“Okay,” she told the dog, “you can come—as long as you don’t tell J.J. on me. Deal?” And she was surprised and oddly touched when the dog shuffled up beside her and bumped her head under her hand, as if she’d understood. As she obliged the dog with a pat on her wrinkled forehead, she laughed a little at the peculiar sensation she felt in the vicinity of her heart. Maybe, she decided, dogs weren’t so bad after all.
She made her way quickly through the maze of flower and rose beds, emerging onto the stretch of the lane that ran along the meadow. She paused at the barbed wire fence to watch the horses grazing in the new spring grass, then decided there was no reason she couldn’t go into the meadow and see the horses up close.

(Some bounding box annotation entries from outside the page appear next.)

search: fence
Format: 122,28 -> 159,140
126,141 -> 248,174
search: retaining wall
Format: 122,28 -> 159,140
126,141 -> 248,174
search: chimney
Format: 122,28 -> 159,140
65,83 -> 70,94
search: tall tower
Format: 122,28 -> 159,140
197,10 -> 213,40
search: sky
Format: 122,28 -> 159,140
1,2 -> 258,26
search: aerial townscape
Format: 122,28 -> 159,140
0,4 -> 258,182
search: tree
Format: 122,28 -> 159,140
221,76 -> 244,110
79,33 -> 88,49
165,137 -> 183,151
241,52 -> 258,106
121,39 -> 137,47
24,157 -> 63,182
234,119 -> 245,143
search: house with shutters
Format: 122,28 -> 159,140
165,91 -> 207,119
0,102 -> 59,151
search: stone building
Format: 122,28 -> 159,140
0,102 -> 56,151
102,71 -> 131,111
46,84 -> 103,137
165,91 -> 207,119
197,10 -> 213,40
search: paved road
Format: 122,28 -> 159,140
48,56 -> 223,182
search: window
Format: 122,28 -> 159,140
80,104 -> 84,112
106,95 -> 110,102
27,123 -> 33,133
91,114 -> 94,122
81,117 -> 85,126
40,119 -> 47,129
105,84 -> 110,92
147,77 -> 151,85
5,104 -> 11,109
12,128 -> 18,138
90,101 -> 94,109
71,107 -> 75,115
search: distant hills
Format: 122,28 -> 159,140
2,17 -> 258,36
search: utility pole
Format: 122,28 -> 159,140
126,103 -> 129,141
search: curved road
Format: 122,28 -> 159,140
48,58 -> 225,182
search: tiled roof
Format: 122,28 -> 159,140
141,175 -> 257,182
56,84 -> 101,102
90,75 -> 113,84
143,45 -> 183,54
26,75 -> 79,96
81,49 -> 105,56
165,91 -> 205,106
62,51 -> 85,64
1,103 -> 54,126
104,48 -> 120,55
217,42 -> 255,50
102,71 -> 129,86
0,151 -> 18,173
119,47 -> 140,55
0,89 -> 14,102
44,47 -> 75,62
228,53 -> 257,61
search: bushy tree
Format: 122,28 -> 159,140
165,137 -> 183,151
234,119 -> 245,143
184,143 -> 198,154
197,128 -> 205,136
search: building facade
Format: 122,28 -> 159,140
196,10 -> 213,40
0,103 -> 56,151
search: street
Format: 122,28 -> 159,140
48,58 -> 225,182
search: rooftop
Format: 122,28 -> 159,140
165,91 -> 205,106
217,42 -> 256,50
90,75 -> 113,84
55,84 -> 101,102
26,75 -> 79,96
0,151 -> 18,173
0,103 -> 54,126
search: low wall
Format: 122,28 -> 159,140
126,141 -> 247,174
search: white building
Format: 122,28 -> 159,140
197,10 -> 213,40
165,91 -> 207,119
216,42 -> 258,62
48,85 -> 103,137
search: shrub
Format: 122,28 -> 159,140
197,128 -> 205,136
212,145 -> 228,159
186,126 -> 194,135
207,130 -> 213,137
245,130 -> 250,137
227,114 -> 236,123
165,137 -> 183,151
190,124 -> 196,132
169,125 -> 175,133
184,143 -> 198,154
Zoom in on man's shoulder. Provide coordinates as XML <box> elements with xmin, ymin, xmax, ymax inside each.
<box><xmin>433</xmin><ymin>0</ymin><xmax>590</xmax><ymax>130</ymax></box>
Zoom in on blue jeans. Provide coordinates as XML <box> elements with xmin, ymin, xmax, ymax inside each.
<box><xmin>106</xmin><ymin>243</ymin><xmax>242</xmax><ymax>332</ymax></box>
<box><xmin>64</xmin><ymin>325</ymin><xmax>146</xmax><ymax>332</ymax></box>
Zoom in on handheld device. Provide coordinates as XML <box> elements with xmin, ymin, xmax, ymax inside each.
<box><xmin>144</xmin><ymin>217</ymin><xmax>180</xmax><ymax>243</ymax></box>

She soon discovered that getting through a barbed wire fence was trickier than it looked, and was very glad she hadn’t had to do it for the first time in front of witnesses. Particularly Sheriff J. J. Fox.
“You,” she said to Moonshine, who was sitting on her haunches in the meadow grass, watching her with tongue hanging out, “had better not be laughing.” Moonshine made no comment.
Flushed and exhilarated, Rachel dusted her hands and set out toward the horses, who by now had seen her and, being curious, as all horses are, were coming to see who this newcomer was. In moments, to her utter delight, she was surrounded by the four mares and two geldings. Most were bay or dark chestnut, but for one dappled gray and a beautiful black with appaloosa spots on her rump.
Unlike dogs, horses held absolutely no fear for her, which she supposed was odd, considering their size and the fact that they were more than capable of doing her harm if they wanted to. But she’d always felt completely at home with horses—loved their warmth and their smell and the ways they had of talking with their ears and eyes and the way they held their heads. And these seemed to accept her instantly as a friend, whickering softly and reaching toward her with their velvety muzzles, jostling for the privilege of being the closest and the first to be petted. One even bumped Rachel’s back with her head, which made her laugh with sheer joy.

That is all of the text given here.